By Arundhati Sarkar
(Reuters) - Gold firmed on Tuesday as the dollar weakened, but its advance slowed as some investors stayed on the sidelines ahead of the August U.S. non-farm payrolls data due later this week.
Spot gold was up 0.2% at $1,814.42 per ounce by 2:01 pm EDT (1801 GMT), after hitting its highest since Aug. 4 on Monday at $1,822.92. U.S. gold futures settled up 0.3% at $1,818.1.
The dollar index slipped to a more than three-week low, making gold cheaper for buyers holding other currencies.
Interest in gold has increased after dovish comments from U.S. Federal Reserve Chair Jerome Powell at the Jackson Hole conference on Friday, when he did not to give a firm timeline for the central bank to start cutting on its asset purchase.
"The Fed is going to pull the trigger but there isn't going to be a robust reduction in monetary accommodation over the next few months, so gold should ultimately do okay," said Bart Melek, head of commodity strategies at TD Securities.

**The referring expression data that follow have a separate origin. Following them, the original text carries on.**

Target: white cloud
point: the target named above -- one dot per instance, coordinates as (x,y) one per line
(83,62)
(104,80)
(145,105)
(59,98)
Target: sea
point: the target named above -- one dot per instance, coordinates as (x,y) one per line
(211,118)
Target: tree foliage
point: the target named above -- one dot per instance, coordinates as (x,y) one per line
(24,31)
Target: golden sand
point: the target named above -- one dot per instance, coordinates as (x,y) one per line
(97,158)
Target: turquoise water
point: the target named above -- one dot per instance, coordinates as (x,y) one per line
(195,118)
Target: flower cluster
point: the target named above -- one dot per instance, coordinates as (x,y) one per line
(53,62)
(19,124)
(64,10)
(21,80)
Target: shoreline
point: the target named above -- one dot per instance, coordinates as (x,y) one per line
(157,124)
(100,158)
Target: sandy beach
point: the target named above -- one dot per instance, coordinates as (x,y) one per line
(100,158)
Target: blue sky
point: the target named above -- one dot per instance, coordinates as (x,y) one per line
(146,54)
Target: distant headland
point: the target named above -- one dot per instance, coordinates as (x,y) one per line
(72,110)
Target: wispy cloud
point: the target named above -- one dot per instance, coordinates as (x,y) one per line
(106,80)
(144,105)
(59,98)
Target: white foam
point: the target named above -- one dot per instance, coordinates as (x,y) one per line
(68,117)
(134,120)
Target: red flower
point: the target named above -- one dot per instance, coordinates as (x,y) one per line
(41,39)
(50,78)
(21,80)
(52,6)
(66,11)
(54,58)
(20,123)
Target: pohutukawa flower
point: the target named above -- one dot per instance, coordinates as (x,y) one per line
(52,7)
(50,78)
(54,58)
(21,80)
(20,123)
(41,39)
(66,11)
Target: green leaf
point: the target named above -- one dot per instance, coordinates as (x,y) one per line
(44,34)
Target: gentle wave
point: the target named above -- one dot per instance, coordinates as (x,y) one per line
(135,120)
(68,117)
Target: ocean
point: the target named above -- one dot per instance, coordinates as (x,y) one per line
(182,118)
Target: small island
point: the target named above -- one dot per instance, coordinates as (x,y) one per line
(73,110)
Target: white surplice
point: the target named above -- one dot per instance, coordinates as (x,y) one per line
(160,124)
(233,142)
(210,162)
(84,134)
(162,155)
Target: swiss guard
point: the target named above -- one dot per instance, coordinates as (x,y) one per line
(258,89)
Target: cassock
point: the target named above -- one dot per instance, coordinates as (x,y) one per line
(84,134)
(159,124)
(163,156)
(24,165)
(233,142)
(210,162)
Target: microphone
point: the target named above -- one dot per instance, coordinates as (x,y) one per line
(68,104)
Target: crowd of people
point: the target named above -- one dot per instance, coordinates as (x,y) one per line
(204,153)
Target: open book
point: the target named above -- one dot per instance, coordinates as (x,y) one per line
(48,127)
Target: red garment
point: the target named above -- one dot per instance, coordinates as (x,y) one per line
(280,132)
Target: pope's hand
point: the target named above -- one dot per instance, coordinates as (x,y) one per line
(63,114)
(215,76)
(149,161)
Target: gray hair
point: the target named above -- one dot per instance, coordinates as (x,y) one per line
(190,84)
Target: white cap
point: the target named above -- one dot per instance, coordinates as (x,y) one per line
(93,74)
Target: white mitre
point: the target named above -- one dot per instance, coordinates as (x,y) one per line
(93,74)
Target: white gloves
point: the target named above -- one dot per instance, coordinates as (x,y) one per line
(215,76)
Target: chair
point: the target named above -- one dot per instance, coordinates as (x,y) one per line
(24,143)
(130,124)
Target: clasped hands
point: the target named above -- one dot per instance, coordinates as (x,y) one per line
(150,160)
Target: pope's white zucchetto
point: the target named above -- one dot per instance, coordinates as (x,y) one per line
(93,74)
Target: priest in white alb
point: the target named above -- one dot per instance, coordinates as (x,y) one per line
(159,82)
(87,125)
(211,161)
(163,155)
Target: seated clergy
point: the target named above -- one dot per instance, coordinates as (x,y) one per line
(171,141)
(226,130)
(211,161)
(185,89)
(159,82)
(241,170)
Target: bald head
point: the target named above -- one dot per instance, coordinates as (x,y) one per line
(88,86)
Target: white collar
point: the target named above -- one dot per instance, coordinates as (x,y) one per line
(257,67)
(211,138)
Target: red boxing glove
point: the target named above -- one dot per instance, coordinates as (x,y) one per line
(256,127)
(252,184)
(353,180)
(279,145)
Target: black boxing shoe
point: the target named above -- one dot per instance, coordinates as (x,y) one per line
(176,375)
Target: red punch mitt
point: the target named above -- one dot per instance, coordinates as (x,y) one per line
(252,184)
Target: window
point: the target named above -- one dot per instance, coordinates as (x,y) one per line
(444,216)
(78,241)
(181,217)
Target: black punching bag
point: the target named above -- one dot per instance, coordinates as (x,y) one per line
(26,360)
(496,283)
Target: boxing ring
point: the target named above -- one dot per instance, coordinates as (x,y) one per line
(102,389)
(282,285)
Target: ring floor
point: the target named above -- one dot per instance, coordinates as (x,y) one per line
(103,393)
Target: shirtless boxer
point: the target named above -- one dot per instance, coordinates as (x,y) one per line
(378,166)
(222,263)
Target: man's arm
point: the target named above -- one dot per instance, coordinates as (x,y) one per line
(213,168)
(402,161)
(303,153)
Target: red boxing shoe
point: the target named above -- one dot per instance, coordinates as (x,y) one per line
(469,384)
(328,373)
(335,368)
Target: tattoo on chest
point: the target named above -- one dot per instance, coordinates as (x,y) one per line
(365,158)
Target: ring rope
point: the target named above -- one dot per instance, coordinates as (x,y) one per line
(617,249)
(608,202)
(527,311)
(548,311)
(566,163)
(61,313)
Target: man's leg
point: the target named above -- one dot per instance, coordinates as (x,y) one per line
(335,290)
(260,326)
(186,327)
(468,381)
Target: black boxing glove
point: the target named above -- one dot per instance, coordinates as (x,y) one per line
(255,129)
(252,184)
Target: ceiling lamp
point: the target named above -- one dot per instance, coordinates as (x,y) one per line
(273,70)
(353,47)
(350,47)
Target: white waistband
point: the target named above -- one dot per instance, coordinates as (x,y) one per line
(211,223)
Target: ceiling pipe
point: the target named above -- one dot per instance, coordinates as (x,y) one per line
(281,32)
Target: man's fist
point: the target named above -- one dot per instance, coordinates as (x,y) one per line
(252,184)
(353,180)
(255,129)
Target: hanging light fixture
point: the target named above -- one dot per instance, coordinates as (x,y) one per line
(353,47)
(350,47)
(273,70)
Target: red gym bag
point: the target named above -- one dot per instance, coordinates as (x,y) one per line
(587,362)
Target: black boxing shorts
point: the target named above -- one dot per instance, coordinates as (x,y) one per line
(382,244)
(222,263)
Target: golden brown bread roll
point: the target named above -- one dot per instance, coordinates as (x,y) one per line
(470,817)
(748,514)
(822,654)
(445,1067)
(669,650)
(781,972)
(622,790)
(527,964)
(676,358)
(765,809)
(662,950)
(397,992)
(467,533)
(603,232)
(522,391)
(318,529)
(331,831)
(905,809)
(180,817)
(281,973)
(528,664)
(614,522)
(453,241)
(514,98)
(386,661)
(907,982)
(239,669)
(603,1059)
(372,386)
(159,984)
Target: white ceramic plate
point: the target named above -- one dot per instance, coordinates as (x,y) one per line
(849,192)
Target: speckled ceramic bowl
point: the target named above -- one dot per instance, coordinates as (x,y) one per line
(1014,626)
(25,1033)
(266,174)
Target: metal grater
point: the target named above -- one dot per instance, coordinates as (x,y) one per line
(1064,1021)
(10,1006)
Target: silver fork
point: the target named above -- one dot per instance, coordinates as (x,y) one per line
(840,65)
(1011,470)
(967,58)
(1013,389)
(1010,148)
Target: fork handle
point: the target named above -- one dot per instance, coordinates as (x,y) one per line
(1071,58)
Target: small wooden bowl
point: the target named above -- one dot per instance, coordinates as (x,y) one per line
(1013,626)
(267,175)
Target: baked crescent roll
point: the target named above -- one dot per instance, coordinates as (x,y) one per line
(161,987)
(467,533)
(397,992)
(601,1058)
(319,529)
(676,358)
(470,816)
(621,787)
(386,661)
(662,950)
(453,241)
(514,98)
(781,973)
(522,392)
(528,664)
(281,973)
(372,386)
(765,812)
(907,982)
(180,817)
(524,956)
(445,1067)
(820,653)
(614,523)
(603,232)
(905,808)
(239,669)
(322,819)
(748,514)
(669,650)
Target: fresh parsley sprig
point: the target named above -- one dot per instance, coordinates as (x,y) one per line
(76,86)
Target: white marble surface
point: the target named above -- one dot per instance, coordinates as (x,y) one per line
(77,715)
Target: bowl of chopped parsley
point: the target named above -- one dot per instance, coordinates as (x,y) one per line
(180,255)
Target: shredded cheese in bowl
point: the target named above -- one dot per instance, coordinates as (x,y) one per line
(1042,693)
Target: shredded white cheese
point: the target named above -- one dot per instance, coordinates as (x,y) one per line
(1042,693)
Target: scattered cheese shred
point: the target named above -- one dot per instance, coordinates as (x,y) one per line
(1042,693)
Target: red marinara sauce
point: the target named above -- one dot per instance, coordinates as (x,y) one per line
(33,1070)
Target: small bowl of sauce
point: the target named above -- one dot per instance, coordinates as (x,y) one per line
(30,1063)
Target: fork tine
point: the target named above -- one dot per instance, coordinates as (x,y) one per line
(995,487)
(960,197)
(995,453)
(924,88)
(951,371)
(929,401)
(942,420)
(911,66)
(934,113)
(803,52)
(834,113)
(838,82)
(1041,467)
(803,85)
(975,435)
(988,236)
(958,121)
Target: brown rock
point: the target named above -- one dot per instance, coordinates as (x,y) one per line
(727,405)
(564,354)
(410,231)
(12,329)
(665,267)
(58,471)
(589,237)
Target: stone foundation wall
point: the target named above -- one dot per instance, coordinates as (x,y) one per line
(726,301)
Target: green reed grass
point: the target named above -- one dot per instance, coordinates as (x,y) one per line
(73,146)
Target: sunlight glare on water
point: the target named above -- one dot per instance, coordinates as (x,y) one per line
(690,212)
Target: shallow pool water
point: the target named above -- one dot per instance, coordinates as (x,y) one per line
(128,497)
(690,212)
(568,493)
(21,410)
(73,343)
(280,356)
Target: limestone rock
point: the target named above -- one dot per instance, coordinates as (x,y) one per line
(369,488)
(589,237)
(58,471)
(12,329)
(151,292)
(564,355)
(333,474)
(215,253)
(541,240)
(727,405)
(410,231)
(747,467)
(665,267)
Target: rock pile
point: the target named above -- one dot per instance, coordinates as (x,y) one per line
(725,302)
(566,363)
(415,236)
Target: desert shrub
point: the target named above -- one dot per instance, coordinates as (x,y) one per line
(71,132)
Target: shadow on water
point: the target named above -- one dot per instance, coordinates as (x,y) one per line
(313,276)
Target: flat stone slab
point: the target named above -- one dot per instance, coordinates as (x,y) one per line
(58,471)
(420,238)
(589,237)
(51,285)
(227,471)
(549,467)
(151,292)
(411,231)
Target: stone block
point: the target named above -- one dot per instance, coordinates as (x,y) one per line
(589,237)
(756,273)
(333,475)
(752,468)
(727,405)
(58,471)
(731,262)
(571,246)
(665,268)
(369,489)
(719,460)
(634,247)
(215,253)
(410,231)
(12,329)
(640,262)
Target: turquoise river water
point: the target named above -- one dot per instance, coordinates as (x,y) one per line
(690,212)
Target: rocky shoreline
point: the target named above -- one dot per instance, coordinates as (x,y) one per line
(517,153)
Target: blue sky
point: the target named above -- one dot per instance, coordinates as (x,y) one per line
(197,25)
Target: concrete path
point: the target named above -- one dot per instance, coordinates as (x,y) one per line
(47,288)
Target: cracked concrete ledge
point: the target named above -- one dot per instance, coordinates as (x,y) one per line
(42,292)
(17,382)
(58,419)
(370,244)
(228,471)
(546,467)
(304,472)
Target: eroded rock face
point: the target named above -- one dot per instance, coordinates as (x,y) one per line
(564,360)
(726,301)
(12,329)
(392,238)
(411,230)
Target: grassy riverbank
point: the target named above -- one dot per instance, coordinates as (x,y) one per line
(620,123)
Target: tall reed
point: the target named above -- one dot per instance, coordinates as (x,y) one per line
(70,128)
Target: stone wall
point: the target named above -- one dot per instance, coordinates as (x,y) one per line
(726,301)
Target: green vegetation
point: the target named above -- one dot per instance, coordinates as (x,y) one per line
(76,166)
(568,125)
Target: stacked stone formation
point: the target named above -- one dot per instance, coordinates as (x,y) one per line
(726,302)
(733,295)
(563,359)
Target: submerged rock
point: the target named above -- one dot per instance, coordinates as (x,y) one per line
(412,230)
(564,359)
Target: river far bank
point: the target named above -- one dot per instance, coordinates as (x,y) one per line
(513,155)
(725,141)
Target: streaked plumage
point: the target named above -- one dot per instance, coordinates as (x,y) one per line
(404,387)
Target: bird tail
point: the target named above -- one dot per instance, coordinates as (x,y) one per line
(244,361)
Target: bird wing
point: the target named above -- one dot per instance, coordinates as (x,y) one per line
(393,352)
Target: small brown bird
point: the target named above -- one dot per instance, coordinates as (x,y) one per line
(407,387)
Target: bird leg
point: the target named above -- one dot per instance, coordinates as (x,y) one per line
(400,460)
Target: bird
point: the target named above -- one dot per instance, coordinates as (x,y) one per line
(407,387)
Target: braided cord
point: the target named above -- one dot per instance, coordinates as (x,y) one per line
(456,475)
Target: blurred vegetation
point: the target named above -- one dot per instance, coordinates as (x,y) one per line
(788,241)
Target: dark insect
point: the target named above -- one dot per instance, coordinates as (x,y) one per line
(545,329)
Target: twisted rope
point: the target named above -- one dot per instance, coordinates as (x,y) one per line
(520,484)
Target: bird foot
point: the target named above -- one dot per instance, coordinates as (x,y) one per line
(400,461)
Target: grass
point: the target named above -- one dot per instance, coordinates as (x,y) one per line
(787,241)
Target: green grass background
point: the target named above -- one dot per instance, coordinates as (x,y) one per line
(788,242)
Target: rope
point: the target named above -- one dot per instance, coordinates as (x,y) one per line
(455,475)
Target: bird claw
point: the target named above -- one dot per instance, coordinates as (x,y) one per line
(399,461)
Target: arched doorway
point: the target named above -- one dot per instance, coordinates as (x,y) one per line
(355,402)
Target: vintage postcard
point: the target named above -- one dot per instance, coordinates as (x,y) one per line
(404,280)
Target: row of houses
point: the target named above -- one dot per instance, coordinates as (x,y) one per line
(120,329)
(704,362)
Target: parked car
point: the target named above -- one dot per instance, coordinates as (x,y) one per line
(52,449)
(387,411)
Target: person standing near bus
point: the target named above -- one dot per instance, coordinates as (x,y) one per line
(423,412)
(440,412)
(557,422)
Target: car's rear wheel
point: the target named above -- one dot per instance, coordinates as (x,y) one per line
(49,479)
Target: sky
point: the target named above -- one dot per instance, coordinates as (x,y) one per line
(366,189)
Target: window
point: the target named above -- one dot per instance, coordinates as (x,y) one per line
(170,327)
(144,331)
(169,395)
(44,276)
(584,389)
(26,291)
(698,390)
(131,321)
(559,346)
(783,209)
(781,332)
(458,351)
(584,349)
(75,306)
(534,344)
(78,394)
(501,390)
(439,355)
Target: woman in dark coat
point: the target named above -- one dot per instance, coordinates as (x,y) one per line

Still, investors remained concerned over the timeline for tapering in the run up to Friday's U.S. jobs report, which could raise fears over the central bank paring its economic support sooner..
"Having previously turned their backs on gold for a number of weeks, thereby contributing significantly to the price slump in early August, speculative financial investors have now returned," Commerzbank analyst Daniel Briesemann said.
Silver eased 0.6% to $23.92 per ounce and was headed for a third straight month of declines, down about 6%.
Platinum rose 0.8% to $1,014.34, but was on track for a fourth consecutive monthly loss, sliding 3.4% so far.
Palladium fell 0.8% to $2,474.66, and was headed for its worst monthly performance since January with a 7% decline.